Eli Rosenberg of the Washington Post: "Sen. Orrin G. Hatch said it was an honor to be 'Utahn of the Year.' It wasn't.... Along with a news article and the photo, the newspaper published a scathing editorial that took aim at the senator's recent record, most notably his part in the Trump administration's decision to shrink two national monuments in the state, and said that the designation was meant to anoint the Utahn who had had the most impact, 'for good or for ill.' Hatch had earned the title because of his part in the 'dramatic dismantling' of the Bears Ears and Grand Staircase-Escalante national monuments, his role in helping to pass the recent tax code overhaul, and his 'utter lack of integrity that rises from his unquenchable thirst for power,' the editorial board wrote.... Hatch's retweet of the Tribune's front page -- which did not capture any part of the editorial's text -- set off a cascade of ridicule on social media from people who accused the senator of not reading it.... Matt Whitlock, a spokesman for Hatch, said that the senator's tweet was made in jest.... He followed up with a statement that lambasted the newspaper's 'unquenchable thirst for clicks.'"

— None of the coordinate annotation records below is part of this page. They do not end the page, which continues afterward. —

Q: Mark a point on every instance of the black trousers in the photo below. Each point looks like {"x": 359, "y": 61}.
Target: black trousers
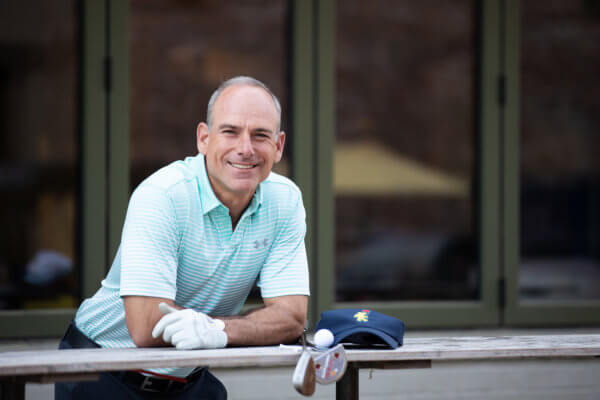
{"x": 201, "y": 384}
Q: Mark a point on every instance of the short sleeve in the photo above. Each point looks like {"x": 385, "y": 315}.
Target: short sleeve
{"x": 149, "y": 245}
{"x": 285, "y": 271}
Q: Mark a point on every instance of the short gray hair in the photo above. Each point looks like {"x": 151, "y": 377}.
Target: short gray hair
{"x": 241, "y": 81}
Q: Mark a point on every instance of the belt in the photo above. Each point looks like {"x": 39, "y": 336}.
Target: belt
{"x": 149, "y": 383}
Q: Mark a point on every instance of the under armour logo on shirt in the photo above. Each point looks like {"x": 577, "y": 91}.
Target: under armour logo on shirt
{"x": 258, "y": 243}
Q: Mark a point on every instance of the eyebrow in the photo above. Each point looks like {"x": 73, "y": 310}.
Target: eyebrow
{"x": 236, "y": 127}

Natasha Singer of the New York Times: Tech "companies are accelerating their efforts to remake health care by developing or collaborating on new tools for consumers, patients, doctors, insurers and medical researchers. And they are increasingly investing in health start-ups.... Physicians and researchers caution that it is too soon to tell whether novel continuous-monitoring tools, like apps for watches and smartphones, will help reduce disease and prolong lives -- or just send more people to doctors for unnecessary tests."
Beyond the Beltway
Graham Moomaw of the Richmond (Va.) Times-Dispatch: "Virginia's State Board of Elections has postponed a scheduled tiebreaker in a Newport News-area House of Delegates race after Democrat Shelly Simonds announced an eleventh-hour legal challenge asking the judges that oversaw last week's recount to reverse themselves and declare her the winner. Simonds is expected to file legal paperwork in Newport News Circuit Court on Wednesday asking the three-judge recount panel in the 94th House District to reconsider its 'erroneous' decision to count one additional ballot for Republican Del. David E. Yancey late in the recount process."
Way Beyond
Choe Sang-Hun of the New York Times: "Four defectors from the area near North Korea's nuclear testing site showed symptoms that could be attributed to radiation exposure, but scientists said they could not conclude that the health problems had been caused by a nuclear test, the South Korean government said on Wednesday. The four arrived in South Korea from Kilju, a county in northeastern North Korea that includes Punggye-ri, where the North has conducted all six of its nuclear tests in tunnels dug deep beneath the mountains. South Korea began conducting medical exams of defectors from that region in October, a month after the North conducted its biggest test explosion yet."